People exposed to traumatic situations or events can develop unusually high levels of anxiety; in turn, an ongoing anxiety reaction can contribute to the onset of post-traumatic stress disorder (PTSD) or other stress- or anxiety-related illnesses. In a study published in late 2014 in the American Journal of Public Health, researchers from two U.S. universities analyzed the mental health impact of a group of fairly aggressive police tactics known collectively as “stop-and-frisk.” These researchers concluded that exposure to stop-and-frisk may substantially increase the overall trauma-, anxiety- and PTSD-related burden of the young men typically targeted by these policing tactics.
Trauma and Anxiety
Emotional trauma is an expected, predictable reaction to events and situations that make a person seriously doubt his or her immediate safety and well-being or the safety and well-being of others in his or her vicinity. Most people recover from their experiences fairly quickly and rebound to a psychologically adjusted mental/emotional state. However, some people develop trauma reactions severe enough to interfere with either their short- or long-term ability to function. People with impairing short-term reactions to trauma may meet the criteria used to diagnose an officially defined condition called acute stress disorder. If such reactions last for more than 30 days or only arise 30 days or more after trauma exposure, affected individuals may meet the criteria used to diagnose PTSD. Acute stress disorder and PTSD once belonged to a category of mental health conditions known collectively as anxiety disorders. However, current guidelines issued by the American Psychiatric Association place these two illnesses in a related but separate category of conditions known as “trauma- and stressor-related disorders.” Diagnosable anxiety disorders, all of which feature some form of a life-impairing reaction to stressful circumstances, include panic disorder, generalized anxiety disorder, agoraphobia, separation anxiety disorder and specific phobia.
‘Stop-and-Frisk’ Police Tactics
In our society, police have an inherent duty to safeguard life, help maintain public safety and identify and arrest those individuals who commit crimes.

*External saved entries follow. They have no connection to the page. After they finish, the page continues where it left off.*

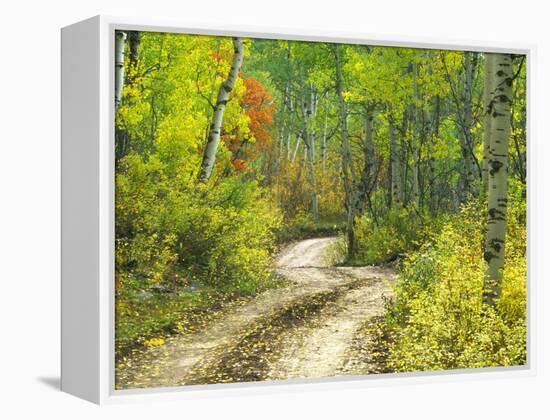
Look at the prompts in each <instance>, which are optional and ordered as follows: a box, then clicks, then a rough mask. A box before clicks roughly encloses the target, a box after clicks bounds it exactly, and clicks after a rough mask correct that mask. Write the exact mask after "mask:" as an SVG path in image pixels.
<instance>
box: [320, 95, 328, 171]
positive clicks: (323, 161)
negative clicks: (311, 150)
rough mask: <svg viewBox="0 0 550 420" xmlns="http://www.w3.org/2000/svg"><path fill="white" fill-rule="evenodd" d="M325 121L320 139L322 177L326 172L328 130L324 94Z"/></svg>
mask: <svg viewBox="0 0 550 420" xmlns="http://www.w3.org/2000/svg"><path fill="white" fill-rule="evenodd" d="M324 108H325V115H324V117H325V121H324V124H323V136H322V138H321V164H322V168H323V175H325V173H326V171H327V129H328V100H327V95H326V93H325V105H324Z"/></svg>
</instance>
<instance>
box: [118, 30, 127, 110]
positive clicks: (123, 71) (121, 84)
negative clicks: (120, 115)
mask: <svg viewBox="0 0 550 420" xmlns="http://www.w3.org/2000/svg"><path fill="white" fill-rule="evenodd" d="M125 43H126V33H125V32H121V31H117V32H116V33H115V108H116V109H118V107H119V105H120V101H121V100H122V87H123V86H124V45H125Z"/></svg>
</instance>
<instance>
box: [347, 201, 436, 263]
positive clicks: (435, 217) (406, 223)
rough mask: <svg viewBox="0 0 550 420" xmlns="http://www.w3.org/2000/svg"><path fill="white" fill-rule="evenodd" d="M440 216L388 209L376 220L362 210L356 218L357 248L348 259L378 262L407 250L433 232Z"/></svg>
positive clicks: (429, 237) (423, 240)
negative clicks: (350, 257)
mask: <svg viewBox="0 0 550 420" xmlns="http://www.w3.org/2000/svg"><path fill="white" fill-rule="evenodd" d="M442 220H443V218H442V217H433V216H431V215H419V214H417V213H416V212H415V211H414V210H413V209H412V208H400V209H391V210H389V211H388V212H387V214H386V215H385V216H384V217H377V219H376V220H375V219H373V218H372V217H371V216H369V215H367V214H365V215H363V216H362V217H360V218H358V219H357V220H356V223H355V238H356V242H357V251H356V253H355V255H353V256H351V258H350V260H349V261H348V263H352V264H380V263H385V262H388V261H390V260H394V259H396V258H398V257H401V256H403V255H404V254H408V253H409V252H411V251H414V250H416V249H418V248H419V247H420V245H421V244H422V243H424V242H425V241H426V240H428V239H429V238H431V237H432V236H433V235H434V234H436V233H437V232H438V231H439V229H440V225H441V224H442ZM428 221H429V222H428Z"/></svg>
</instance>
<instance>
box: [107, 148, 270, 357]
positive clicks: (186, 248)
mask: <svg viewBox="0 0 550 420" xmlns="http://www.w3.org/2000/svg"><path fill="white" fill-rule="evenodd" d="M280 222H281V216H280V214H279V211H278V209H277V208H276V207H274V206H272V205H271V203H270V201H269V200H268V199H267V198H266V197H265V194H264V191H263V189H262V188H261V187H259V186H258V184H257V183H256V182H255V181H247V182H243V180H242V179H241V175H235V176H232V177H227V178H224V179H223V180H222V181H219V182H218V183H215V182H212V183H210V184H208V185H202V184H197V183H196V182H195V180H194V179H190V178H189V177H183V176H180V175H179V174H178V173H177V172H175V173H173V172H172V171H171V169H170V170H168V169H167V167H166V166H165V165H163V164H162V163H161V162H160V161H159V160H157V159H156V158H155V156H154V155H153V156H151V157H150V158H149V159H148V160H147V161H146V160H144V159H143V158H142V157H140V156H138V155H136V154H134V153H130V154H129V155H128V156H126V157H125V158H124V159H123V160H122V162H121V165H120V170H119V171H118V173H117V178H116V252H115V254H116V256H115V258H116V275H115V278H116V281H115V282H116V311H117V313H116V315H117V328H116V331H117V340H118V343H119V344H120V345H131V343H132V342H136V340H137V341H143V339H144V338H146V337H150V336H151V335H152V334H155V332H156V331H161V330H162V331H164V330H166V329H171V328H173V327H174V325H175V322H176V320H177V317H178V316H182V312H184V310H183V309H184V308H188V307H189V305H190V307H193V306H195V305H199V306H201V305H202V306H204V305H206V304H207V300H202V299H199V300H194V299H193V300H191V301H189V300H186V301H185V302H186V303H185V305H184V304H183V303H182V301H181V300H180V297H181V296H182V294H186V293H188V290H193V291H196V293H195V292H193V293H194V294H195V295H197V296H199V295H200V293H202V292H204V291H206V292H208V293H210V292H211V291H215V292H216V293H220V292H224V293H232V292H244V293H248V292H253V291H255V290H258V289H261V288H264V287H267V286H270V285H271V284H272V281H271V276H272V274H271V271H270V262H271V261H270V254H271V251H272V250H273V249H274V247H275V232H276V231H277V230H278V229H279V226H280ZM189 302H191V303H189ZM212 302H213V303H214V302H215V300H213V301H212ZM182 305H183V306H182ZM122 343H124V344H122ZM119 347H120V346H119Z"/></svg>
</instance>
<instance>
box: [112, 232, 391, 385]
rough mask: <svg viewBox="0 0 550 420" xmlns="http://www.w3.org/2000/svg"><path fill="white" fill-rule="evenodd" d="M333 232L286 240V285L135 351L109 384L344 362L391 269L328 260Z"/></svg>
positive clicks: (170, 381)
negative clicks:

However, the specific tactics used to meet these goals can vary considerable from city to city or from jurisdiction to jurisdiction. In New York City and certain other locations, police have adapted a fairly aggressive approach called stop-and-frisk. This approach asks individual officers to identify people who, under what’s known as reasonable suspicion, might be actively involved in criminal behavior, might have engaged in such behavior in the recent past or might engage in such behavior in the near future. After making such an identification, police can legally stop the identified individual(s) and perform a brief check of personal belongings. In practice, some critics equate this policing approach with racial profiling, since large numbers of the people subjected to a stop-and-frisk are of African American or Hispanic descent.
Contribution to Anxiety, Trauma and PTSD
In the study published in the American Journal of Public Health, researchers from Columbia University and Yale University assessed the potential impact of the stop-and-frisk approach on the trauma- and anxiety-related mental health of young men. A total of 1,261 men between the ages of 18 and 26 residing in New York City took part in this project between late 2012 and early 2013. Police officers involved in a stop-and-frisk operation had approached the vast majority of these men (85 percent) at some point in their lifetimes. Police had stopped almost half of the participants (46 percent) in the previous 365 days. A small number of the study participants (5-plus percent) had gone through at least 26 stop-and-frisk procedures in their lifetimes. The researchers concluded that the majority of the study participants were not arrested or sent to jail or prison after a stop-and-frisk encounter. Despite this fact, many of the affected individuals experienced significant indications of increased trauma and/or anxiety. The researchers also concluded that those participants with the highest rate of exposure to stop-and-frisk procedures frequently had symptoms that might qualify them for a diagnosis of PTSD. This fact held true even when they accounted for the study participants’ criminal records and specific socioeconomic and racial/ethnic backgrounds. The single racial/ethnic group most commonly subjected to stop-and-frisk was African Americans; overall, these individuals reported higher levels of trauma than their non-African-American counterparts. The study’s authors believe that aggressive approaches to policing, such as stop-and-frisk, may significantly compromise the mental health of substantial portions of the U.S. population. They also believe that such mental health outcomes may indicate a need for the implementation of less aggressive community policing tactics.